Quali sono i religiosi o le religiose sposate che hai conosciuto? Quale impressione ti hanno
Lasciato dentro?
Ho un’amica brasiliana che era suora e da vent’anni è sposata qui sui nostri monti. Una bella figura, serena e in pace, per niente ripiegata su se stessa, aperta agli altri e impegnata nella sua parrocchia. Ne ho conosciuto altri e, da quel che ho visto, la fatica dei maschi ex chierici sembra maggiore di quella delle donne. Forse perché hanno perso un “certo” potere che, invece, le religiose non hanno. C’è poi un nostro comune amico, splendida persona, ma che si è trovato crocefisso alla fatalità di un figlio gravemente disabile, difficile da sostenere anche per un giovane padre laico, figuriamoci per un ex prete più che sessantenne!
Una domanda che non ti ho fatto ma che ti piacerebbe qualcuno ti facesse?
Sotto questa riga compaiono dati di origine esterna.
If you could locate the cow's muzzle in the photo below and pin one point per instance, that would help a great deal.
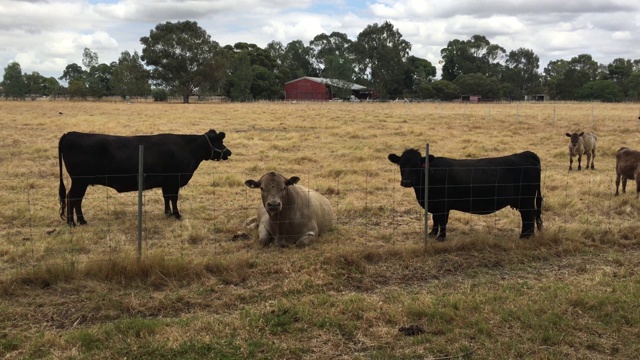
(220, 154)
(273, 206)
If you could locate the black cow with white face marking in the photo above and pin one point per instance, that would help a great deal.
(97, 159)
(476, 186)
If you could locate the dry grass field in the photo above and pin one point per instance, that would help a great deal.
(202, 289)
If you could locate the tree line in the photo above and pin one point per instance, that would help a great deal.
(181, 59)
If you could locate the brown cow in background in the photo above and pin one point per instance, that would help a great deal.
(582, 144)
(627, 168)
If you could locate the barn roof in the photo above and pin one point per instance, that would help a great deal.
(332, 82)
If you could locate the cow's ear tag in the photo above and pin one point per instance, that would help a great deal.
(252, 184)
(292, 181)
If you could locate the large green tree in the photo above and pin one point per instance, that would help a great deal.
(380, 53)
(239, 83)
(73, 72)
(478, 84)
(619, 72)
(182, 57)
(52, 87)
(521, 72)
(13, 82)
(89, 59)
(417, 76)
(333, 55)
(35, 84)
(99, 81)
(264, 85)
(476, 55)
(564, 78)
(129, 77)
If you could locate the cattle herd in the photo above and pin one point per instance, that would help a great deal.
(291, 214)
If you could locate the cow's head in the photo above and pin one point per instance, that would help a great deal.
(575, 139)
(411, 164)
(274, 189)
(218, 150)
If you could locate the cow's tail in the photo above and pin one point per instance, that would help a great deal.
(539, 209)
(538, 194)
(62, 191)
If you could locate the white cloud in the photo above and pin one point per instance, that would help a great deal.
(54, 33)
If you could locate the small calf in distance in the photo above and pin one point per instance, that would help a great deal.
(627, 168)
(582, 144)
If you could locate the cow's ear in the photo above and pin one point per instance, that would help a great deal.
(252, 184)
(292, 181)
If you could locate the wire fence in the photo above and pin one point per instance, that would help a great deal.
(216, 206)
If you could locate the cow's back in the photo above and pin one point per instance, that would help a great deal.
(589, 142)
(627, 162)
(97, 154)
(309, 212)
(311, 206)
(485, 185)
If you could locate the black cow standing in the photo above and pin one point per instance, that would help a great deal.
(477, 186)
(169, 162)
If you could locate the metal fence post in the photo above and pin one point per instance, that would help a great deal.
(426, 195)
(140, 189)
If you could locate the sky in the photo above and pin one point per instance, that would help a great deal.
(47, 35)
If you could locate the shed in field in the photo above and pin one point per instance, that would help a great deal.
(321, 89)
(536, 97)
(471, 98)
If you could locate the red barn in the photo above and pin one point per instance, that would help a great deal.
(319, 89)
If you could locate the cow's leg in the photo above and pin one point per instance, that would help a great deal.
(306, 239)
(170, 195)
(167, 206)
(264, 236)
(528, 222)
(579, 162)
(74, 199)
(441, 219)
(588, 160)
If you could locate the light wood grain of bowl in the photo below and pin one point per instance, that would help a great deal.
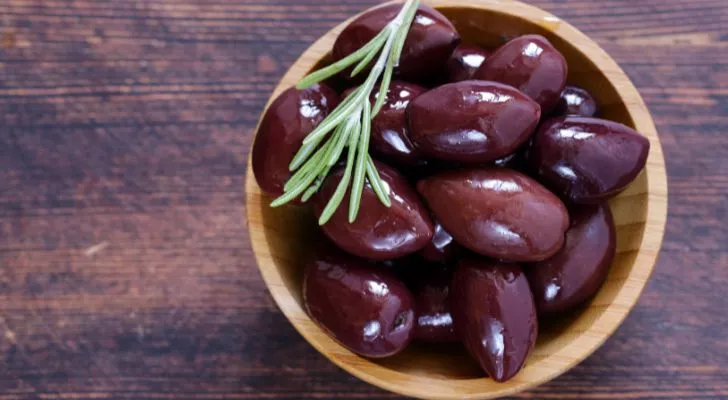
(280, 237)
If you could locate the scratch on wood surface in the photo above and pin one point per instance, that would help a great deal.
(96, 248)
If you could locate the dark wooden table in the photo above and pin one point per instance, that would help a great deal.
(125, 267)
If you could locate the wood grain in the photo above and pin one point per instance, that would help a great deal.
(282, 237)
(125, 265)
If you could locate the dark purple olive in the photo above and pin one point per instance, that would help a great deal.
(464, 62)
(378, 233)
(434, 322)
(576, 101)
(364, 308)
(587, 160)
(430, 41)
(288, 120)
(579, 269)
(497, 212)
(494, 314)
(441, 248)
(472, 121)
(390, 138)
(531, 64)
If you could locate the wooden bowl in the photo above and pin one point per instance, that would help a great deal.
(280, 236)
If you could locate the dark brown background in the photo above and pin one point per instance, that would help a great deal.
(125, 267)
Sei felice? Non me lo ha mai chiesto nessuno, né come amica, né come collega, né come scrittrice… Sì, sono felice, interiormente felice. Una felicità “faticosa”, perché viene dall’assumermi quotidianamente la fatica della vita conscia di essere una privilegiata. Avrei potuto nascere ai tempi di Elvira… o oggi in Palestina, ci si pensa mai?